Unique Aspects of Shoplifting Charges in Ocean City
Shoplifting is a different way of saying theft. The state has to prove that the defendant has taken and carried away the property of another without that person’s permission and with the intent to permanently deprive them of their property. Sometimes it is called shoplifting when the victim is a store. In Ocean City, it tends to happen in the shops along the boardwalk. If someone walks into a shop on the boardwalk, takes a tee-shirt, and walks out without paying for it, it would be considered a theft, however, it would be called shoplifting, because they took it from the store.
The crime is small but serious because, depending on the value of the item in question, the potential penalty could rise from a 90-day sentence to one of 18 months. It is also important to keep in mind that the possible sentencing could be much greater if a defendant has a prior conviction or prior convictions for theft. If you find yourself facing these charges, contact an attorney as soon as possible. A qualified local lawyer will be able to guide and advise you through the process with a greater understanding of the laws and repercussions.
Misdemeanor vs Felony Shoplifting
Shoplifting could be considered a felony, but it would require the removal of either multiple items whose combined value is significant or a small quantity of highly valuable items. Whether or not a theft is a misdemeanor or a felony depends on the value of the item or items that were taken. For example, a $9 shirt is a misdemeanor. On the other hand, shoplifting a $1,500 plasma television is a felony. Depending on the value of the item, it could be a felony. The important thing to remember about the value of the item is that it determines what the potential penalty could be. If a person is stealing an item that is at least $1,000 in value, it causes the crime to become a felony and the penalty is quite a bit higher. In fact, someone facing a felony theft charge would potentially be facing a maximum of 10 years.
Importance of Contacting a Lawyer
Many people make the mistake of speaking to the police without consulting an attorney, operating under the assumption that a simple explanation of the circumstances will be enough to dispel the criminal charges. This is a well-meaning but inaccurate reading of the situation. In fact, the majority of the time when a police officer has been called to the scene, or is at someone’s door to talk to them, they have most likely already made up their mind that they are speaking to the suspect. Their goal is not to determine whether or not someone is guilty; rather, they assume guilt and are simply there to collect information in order to close up any remaining loopholes in the story. Because of this, it is essential to get advice from someone who has your best interest in mind before speaking with law enforcement.

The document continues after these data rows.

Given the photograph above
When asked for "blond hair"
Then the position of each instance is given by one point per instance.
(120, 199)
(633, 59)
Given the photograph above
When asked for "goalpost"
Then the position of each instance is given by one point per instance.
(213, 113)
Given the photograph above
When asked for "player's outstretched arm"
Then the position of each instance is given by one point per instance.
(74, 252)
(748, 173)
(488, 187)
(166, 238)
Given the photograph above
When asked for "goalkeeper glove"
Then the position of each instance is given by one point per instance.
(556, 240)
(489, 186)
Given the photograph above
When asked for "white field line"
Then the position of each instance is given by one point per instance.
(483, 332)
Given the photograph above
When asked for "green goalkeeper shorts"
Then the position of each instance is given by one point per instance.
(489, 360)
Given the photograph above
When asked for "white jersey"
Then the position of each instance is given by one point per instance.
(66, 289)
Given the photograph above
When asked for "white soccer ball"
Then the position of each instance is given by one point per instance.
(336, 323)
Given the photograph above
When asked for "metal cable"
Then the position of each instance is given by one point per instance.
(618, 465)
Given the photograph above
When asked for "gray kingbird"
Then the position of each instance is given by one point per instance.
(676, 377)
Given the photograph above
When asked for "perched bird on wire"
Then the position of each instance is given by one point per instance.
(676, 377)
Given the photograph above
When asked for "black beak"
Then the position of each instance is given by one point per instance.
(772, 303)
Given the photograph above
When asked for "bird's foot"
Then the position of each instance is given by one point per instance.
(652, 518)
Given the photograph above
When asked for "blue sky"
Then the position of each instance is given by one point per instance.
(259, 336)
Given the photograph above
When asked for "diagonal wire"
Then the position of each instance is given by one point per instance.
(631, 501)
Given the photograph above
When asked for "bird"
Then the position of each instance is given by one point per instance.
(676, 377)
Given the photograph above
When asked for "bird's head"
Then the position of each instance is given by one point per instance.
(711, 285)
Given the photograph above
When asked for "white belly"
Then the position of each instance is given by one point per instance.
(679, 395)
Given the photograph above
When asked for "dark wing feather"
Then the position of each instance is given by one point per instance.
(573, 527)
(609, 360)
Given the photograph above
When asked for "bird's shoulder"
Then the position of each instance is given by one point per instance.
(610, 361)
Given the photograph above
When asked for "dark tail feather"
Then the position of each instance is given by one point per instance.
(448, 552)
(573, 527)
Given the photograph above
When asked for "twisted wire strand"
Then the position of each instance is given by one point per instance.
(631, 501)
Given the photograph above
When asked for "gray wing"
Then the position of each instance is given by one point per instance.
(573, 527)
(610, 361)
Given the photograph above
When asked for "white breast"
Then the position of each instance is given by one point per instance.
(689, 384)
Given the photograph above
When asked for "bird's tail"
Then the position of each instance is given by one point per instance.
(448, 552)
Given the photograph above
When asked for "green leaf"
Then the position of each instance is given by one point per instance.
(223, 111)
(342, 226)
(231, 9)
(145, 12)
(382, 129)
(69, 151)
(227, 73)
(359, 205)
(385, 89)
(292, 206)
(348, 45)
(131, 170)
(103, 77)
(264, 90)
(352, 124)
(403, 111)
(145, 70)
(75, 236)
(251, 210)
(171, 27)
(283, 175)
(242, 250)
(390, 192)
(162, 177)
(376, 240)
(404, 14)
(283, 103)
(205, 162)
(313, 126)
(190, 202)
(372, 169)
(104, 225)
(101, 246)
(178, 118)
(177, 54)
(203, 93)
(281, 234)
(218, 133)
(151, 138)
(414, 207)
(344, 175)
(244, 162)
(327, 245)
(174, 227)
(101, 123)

It is important to understand that everyone has the right to protect themselves from self-incrimination. They do not have to speak with the police and they absolutely have the right to say to a police officer, “I’m going to contact my attorney first and then make the decision about whether or not to speak with you.” This is a crucial right, because everything that a person says can be used against them in court.
Someone facing charges should contact an attorney immediately. If you have not yet been charged but expect that the charges are forthcoming, it is advisable as well. A person does not have to be charged before seeking counsel from an attorney, and the farther in advance one can be informed of what to expect and how to ward off existing or potential charges, the sooner they can come to a desirable resolution.